The thetes did, however, in their capacity as citizens, have a role to play, as members of the Assembly. This body was the traditional one found in most aristocratic communities, with the power to express its feelings for and against any major proposal. It may have had, or been given by Solon, the power to listen to appeals for justice by aggrieved citizens either against convictions or the acts of magistrates and so set the precedent for the trials by jury that were such an important feature of life in classical Athens. A Council of 400 citizens was set up by Solon to oversee its business. Later the Council and the Assembly were to be the central institutions of Athenian democracy, but this was never part of Solon’s plan. Full democracy was inconceivable at this time. The Council’s role may have been designed as a moderating one, to make sure that powerful popular forces expressed through the Assembly did not threaten the stability of the state. The demos, the ‘people’, were given ‘as much privilege as they needed’, as Solon put it diplomatically. The Areopagus retained its role as the guardian of the laws, the supervisor of the archons, and with general control of the state’s affairs. Aristocratic influence, even though tempered by the admission of the new rich to political power, remained strong but the aristocracy grudgingly accepted the diminution of their power. A possible symbol of protest was the placing of kouroi on aristocratic graves, a practice that began about this time (see further below, p. 189).

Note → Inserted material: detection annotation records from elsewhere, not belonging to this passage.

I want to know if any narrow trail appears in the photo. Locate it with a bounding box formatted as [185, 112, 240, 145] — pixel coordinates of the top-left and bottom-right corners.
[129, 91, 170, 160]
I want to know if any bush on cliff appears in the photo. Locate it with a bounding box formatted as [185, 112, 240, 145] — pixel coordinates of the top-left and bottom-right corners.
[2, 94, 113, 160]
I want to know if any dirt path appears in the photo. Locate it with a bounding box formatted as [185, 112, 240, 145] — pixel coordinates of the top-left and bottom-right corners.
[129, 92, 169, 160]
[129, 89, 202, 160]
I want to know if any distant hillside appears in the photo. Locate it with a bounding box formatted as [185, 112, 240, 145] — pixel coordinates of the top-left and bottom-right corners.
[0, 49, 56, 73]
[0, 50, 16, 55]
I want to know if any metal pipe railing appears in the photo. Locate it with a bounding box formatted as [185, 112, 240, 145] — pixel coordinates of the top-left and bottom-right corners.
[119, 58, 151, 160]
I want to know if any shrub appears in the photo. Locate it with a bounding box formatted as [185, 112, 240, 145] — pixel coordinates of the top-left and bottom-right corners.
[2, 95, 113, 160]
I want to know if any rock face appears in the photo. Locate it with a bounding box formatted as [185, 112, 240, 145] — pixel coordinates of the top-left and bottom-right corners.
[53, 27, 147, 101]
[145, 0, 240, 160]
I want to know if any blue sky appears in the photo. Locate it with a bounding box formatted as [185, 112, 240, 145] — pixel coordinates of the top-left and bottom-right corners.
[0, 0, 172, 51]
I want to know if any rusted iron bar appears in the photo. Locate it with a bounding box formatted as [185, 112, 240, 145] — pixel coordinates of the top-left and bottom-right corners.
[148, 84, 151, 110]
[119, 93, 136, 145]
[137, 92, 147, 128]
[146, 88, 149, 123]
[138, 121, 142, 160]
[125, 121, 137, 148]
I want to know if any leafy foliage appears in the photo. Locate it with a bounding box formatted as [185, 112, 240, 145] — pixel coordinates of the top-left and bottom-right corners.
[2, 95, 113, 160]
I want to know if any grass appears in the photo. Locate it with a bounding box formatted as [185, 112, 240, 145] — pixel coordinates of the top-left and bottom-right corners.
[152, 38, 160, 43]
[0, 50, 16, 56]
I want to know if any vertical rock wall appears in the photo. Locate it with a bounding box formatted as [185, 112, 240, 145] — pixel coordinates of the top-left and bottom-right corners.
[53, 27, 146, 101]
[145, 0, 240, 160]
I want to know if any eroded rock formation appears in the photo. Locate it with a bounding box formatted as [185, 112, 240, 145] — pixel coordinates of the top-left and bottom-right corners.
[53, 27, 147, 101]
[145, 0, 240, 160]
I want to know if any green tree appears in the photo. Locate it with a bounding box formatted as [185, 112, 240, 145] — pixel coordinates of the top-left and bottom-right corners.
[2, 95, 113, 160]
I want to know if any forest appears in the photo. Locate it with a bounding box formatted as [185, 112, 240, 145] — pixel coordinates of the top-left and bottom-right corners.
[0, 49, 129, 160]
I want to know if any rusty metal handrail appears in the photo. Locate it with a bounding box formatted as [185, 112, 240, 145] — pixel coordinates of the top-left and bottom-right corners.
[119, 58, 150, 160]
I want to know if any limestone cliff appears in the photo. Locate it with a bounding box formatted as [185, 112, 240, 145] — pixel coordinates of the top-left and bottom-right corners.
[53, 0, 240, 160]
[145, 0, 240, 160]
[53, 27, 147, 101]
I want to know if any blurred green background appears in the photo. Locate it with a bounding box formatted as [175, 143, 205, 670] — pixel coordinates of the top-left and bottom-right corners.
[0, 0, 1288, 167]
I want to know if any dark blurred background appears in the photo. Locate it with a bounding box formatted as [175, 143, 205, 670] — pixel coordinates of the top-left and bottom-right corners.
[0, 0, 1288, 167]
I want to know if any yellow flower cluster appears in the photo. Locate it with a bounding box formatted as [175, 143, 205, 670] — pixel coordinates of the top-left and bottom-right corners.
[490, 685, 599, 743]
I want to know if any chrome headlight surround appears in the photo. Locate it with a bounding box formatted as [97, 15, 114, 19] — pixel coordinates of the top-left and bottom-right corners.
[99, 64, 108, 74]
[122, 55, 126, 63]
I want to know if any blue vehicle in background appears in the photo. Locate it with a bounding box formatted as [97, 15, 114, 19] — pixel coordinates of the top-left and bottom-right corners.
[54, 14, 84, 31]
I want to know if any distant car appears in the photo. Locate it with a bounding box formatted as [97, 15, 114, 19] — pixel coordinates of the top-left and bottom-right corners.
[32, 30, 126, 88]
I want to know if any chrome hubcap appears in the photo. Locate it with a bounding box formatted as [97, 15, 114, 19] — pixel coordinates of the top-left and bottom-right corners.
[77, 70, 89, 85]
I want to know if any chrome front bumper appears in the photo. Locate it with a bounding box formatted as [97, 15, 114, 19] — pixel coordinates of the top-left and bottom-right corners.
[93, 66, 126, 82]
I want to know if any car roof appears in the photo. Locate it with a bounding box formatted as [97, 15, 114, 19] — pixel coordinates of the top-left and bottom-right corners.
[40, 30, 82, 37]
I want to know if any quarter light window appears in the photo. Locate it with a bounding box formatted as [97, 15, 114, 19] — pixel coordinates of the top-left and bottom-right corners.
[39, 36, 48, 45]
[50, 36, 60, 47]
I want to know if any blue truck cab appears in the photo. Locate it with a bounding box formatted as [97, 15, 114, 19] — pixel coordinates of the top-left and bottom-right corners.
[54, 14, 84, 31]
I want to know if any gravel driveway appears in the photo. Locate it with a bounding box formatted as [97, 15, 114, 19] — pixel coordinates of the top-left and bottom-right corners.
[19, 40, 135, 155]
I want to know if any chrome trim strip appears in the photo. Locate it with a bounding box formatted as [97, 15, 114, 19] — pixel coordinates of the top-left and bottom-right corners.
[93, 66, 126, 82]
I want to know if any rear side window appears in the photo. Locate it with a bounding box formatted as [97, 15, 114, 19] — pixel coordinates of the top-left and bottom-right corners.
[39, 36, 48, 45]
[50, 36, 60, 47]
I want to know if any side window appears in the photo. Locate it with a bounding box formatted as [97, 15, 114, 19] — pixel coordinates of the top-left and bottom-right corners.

As important as his other reforms was Solon’s new law code. It was inscribed for all to see on wooden tablets set in rotating frames that were still intact 300 years later. In a semi-literate community, this was in itself an important move, as it gave public space to law within the city. This, not the whim of individuals, was to be the new reference point and Solon stressed that the law was equal for all, good and bad. Cleverly he linked his reforms to the cult of Athena, the patroness of the city. She would protect those who put the community first but the laws must be made by the community not by the gods. Almost every aspect of human conduct, from murder, prostitution, and vagrancy to the correct marking of boundaries between neighbours, is dealt with in the code. Interestingly, economic policy is also covered. The export of grain, for instance, is forbidden, no doubt in an attempt to stop greedy landowners selling such a precious commodity to Athens’s neighbours at the expense of the poorer citizens. Athenian citizenship is offered to those with a craft skill who come to live permanently with their families in the city.

After Solon left office (probably by 590), legend says he went abroad for at least ten years, uncertain that his reforms would survive. It was certainly not obvious that he would have a lasting legacy. His insistence on the primacy of the law was, after all, a direct challenge to the concept of tyranny where an individual acted

Above the law. Yet Solon had shown that an abstract principle instituted by human beings could bring harmony. It was a remarkable achievement to be able to conceptualize a ‘just’ community and find a measured way of achieving it. This is the birthplace of the liberal tradition.

At first, however, it appeared he was right to be uncertain. Athenian politics entered a confused period of struggles between different aristocratic factions. In some years conflict was so intense that no archons could be appointed. (The word anarchia, hence the English ‘anarchy, was used to describe the result.) The factions were based on local allegiances and are recorded as parties of ‘the Plain’ or ‘the Coast’. It was into this debilitating struggle that a tyrant, Peisistratus, forced his way. His rise to power was a chequered one. Over fifteen years after 560 he alternated between control of the city and exile. It was only in 546 that he was secure, living to hand on the tyranny to his sons, Hippias and Hipparchus, in 528.